Under Lin’s spectacular play, the Knicks rattled off seven straight wins and later on an unlikely playoffs berth. After a knee injury sidelined Lin from the playoffs this year Knick fans are hoping and waiting to see what Lin can do in the playoffs.

And now that head coach Mike Woodson has tabbed Lin the starting point guard he will have to work on his weaknesses. I agree that Lin is very talented but part of the reason he was able to wreak havoc on opposing defenses was because there wasn’t a legitimate NBA scouting report for  the Harvard graduate. Towards the end of the season teams learned to play Jeremy Lin’s left hand and trap him hard to exploit his obscene turnover rate.

Despite being on every team’s radar next season, Lin’s biggest concern would  be the pressures of playing in New York for a full NBA season.

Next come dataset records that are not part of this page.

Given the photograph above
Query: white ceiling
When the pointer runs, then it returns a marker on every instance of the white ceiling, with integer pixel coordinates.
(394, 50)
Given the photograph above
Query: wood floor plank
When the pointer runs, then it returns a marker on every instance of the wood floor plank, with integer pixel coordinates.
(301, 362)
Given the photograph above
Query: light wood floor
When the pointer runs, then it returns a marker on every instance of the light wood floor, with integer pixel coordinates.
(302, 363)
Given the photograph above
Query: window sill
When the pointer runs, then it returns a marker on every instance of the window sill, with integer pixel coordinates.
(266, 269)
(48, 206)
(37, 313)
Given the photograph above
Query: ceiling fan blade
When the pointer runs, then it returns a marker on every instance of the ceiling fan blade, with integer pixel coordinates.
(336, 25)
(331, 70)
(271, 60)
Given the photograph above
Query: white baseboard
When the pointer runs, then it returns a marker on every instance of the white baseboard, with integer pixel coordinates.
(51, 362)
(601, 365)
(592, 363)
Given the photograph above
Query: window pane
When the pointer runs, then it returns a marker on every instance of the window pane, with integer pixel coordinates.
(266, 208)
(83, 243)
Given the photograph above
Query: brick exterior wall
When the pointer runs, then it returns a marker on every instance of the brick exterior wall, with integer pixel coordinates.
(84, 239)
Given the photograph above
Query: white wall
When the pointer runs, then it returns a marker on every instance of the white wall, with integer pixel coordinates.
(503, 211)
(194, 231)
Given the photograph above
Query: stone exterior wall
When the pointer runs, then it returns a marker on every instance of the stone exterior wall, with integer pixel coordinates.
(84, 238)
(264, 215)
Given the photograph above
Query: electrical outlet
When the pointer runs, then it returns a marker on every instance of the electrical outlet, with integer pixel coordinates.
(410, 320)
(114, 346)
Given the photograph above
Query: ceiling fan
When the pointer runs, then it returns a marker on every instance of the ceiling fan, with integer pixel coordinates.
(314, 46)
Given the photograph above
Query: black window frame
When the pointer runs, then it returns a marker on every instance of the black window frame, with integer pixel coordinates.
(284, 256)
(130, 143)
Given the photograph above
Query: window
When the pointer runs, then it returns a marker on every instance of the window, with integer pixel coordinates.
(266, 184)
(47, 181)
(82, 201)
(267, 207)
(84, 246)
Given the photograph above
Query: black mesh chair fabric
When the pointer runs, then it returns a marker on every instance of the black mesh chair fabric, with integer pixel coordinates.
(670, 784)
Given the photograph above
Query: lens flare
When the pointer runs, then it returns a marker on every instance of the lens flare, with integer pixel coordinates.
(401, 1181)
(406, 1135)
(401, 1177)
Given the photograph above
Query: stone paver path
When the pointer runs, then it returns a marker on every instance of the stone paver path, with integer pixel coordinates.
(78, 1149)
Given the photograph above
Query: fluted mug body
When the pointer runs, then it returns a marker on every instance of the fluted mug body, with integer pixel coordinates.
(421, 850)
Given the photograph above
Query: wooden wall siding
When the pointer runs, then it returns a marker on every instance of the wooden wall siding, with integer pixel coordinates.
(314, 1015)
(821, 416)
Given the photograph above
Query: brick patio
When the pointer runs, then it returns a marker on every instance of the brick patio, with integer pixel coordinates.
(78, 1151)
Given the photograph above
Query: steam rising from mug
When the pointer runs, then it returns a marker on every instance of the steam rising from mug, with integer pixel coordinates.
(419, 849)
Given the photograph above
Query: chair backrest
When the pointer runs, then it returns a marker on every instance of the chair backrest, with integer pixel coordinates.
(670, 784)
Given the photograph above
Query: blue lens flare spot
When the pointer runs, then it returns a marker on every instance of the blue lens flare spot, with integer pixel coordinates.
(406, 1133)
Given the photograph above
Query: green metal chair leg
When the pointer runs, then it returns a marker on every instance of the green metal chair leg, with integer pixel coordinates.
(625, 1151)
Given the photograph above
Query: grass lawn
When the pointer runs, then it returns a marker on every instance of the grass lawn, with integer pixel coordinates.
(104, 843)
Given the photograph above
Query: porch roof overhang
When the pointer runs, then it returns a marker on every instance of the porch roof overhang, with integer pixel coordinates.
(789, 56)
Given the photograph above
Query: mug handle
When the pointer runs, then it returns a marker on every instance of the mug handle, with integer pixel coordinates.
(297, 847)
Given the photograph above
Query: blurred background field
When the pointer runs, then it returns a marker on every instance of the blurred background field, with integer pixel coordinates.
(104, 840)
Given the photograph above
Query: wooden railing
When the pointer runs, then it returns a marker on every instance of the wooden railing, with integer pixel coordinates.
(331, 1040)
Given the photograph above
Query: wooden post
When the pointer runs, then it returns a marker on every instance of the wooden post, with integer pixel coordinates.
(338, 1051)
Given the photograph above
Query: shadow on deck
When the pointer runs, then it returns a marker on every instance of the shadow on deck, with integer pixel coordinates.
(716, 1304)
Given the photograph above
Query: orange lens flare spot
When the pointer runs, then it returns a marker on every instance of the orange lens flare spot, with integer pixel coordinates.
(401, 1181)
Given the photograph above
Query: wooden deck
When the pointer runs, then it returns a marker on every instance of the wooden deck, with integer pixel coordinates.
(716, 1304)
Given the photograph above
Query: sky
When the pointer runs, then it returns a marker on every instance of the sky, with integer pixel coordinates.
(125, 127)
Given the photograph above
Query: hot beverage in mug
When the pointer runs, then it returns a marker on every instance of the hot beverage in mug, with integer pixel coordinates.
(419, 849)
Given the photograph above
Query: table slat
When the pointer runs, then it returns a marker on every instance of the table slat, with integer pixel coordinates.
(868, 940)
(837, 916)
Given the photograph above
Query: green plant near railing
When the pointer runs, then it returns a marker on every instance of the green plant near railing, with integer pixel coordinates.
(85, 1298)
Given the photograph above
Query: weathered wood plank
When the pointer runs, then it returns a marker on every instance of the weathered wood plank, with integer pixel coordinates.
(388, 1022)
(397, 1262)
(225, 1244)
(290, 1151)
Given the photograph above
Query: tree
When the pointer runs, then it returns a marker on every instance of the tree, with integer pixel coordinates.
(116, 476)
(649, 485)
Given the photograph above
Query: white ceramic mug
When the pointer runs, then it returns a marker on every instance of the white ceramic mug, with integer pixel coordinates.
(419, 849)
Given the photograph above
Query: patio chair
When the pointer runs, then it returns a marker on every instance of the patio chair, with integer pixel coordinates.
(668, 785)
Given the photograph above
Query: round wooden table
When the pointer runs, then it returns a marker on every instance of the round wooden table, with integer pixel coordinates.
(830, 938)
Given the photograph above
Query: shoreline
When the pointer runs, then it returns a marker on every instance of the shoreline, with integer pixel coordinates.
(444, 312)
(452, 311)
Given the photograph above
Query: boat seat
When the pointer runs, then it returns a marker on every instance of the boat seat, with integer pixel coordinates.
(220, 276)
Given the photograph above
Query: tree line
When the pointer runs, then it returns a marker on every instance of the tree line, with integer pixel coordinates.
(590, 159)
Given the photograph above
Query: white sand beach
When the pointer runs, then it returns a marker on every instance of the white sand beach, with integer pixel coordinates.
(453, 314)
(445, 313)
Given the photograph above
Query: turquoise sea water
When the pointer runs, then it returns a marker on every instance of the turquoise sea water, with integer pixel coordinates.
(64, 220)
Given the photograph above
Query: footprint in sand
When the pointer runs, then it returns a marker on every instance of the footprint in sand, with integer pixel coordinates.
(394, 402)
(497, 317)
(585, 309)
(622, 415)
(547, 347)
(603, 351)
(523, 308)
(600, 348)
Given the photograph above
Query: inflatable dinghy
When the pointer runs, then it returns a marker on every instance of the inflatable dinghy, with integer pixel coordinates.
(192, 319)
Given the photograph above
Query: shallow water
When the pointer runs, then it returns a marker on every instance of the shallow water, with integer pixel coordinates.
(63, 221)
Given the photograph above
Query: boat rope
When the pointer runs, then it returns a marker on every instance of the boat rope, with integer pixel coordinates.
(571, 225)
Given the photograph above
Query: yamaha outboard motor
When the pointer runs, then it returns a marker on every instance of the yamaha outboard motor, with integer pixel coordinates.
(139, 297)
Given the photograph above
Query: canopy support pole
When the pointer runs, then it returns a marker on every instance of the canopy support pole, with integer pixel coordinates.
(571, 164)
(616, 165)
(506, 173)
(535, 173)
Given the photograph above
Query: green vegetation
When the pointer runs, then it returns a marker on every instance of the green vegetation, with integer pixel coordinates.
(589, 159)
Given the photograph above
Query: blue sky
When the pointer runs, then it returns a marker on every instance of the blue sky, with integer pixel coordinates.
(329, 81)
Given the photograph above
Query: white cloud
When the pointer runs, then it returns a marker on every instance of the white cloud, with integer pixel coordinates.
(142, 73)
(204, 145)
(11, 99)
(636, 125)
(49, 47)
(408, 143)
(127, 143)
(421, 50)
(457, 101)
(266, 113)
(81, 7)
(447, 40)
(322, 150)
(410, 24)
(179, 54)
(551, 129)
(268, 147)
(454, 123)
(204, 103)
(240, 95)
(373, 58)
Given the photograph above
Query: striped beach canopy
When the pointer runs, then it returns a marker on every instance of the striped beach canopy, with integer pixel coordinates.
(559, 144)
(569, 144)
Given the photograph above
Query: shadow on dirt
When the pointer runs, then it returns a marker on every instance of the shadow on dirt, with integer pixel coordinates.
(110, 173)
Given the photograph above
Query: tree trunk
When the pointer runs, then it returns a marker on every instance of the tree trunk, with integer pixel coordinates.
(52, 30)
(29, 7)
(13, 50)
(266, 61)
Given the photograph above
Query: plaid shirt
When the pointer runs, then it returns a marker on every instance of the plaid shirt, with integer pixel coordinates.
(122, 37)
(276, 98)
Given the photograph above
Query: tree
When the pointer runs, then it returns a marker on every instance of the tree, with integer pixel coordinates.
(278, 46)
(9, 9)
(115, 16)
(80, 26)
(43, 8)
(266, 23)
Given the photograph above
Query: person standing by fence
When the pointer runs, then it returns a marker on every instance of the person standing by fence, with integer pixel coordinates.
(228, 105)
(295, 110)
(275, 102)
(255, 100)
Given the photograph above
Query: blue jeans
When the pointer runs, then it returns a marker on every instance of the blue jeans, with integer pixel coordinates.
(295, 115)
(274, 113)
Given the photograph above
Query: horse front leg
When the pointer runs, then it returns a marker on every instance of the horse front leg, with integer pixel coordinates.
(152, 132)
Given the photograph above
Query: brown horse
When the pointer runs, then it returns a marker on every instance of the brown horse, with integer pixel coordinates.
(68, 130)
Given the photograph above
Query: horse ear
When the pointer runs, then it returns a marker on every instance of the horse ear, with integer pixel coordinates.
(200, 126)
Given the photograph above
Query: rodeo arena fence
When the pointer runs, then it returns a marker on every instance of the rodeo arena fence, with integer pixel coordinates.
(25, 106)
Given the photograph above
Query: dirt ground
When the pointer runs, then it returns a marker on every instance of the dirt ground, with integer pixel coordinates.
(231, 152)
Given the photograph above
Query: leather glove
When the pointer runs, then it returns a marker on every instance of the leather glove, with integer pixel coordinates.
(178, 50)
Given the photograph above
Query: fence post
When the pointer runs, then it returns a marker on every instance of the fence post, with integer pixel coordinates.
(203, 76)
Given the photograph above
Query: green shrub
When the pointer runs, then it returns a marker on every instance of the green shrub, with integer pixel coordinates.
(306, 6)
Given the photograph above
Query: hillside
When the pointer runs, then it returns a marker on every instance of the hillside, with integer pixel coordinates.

Can Lin handle adversity without crumbling? Can he live up to the legacy he established in his historic two week run? Probably not, but New York fans will still be expecting it. I believe Lin could average 15 points and 8 assists especially if they play at a faster rate but it will come with Lin playing with poise.

Mar 21, 2012; Philadelphia, PA, USA; New York Knicks guard Jeremy Lin (17) during the fourth quarter against the Philadelphia 76ers at the Wells Fargo Center. The Knicks defeated the Sixers 82-79. Mandatory Credit: Howard Smith-US PRESSWIRE

3. Are the Knicks title contenders?

An odd question, but a question that the New York brass needs to take seriously.  I do believe the Knicks are “contenders” but  their a piece away from being “title contenders”.  The Knicks need to add another veteran presence and I believe Ray Allen will be a smart option. Besides being the all-time leading 3-point field goal maker he will provide a winning attitude to this ball club.

Another option would be veteran swingman, Lamar Odom. Even though Odom posted some of the worst numbers since arriving in the league, Odom would be more than motivated to prove he can still be effective and that Dallas wasn’t the team for him. If the Knicks can swing one or both these options the Knicks will have all the tools to become “title contenders” but it will ultimately come down to Knicks believing in this goal that starts with both Amar’e and Anthony playing well together.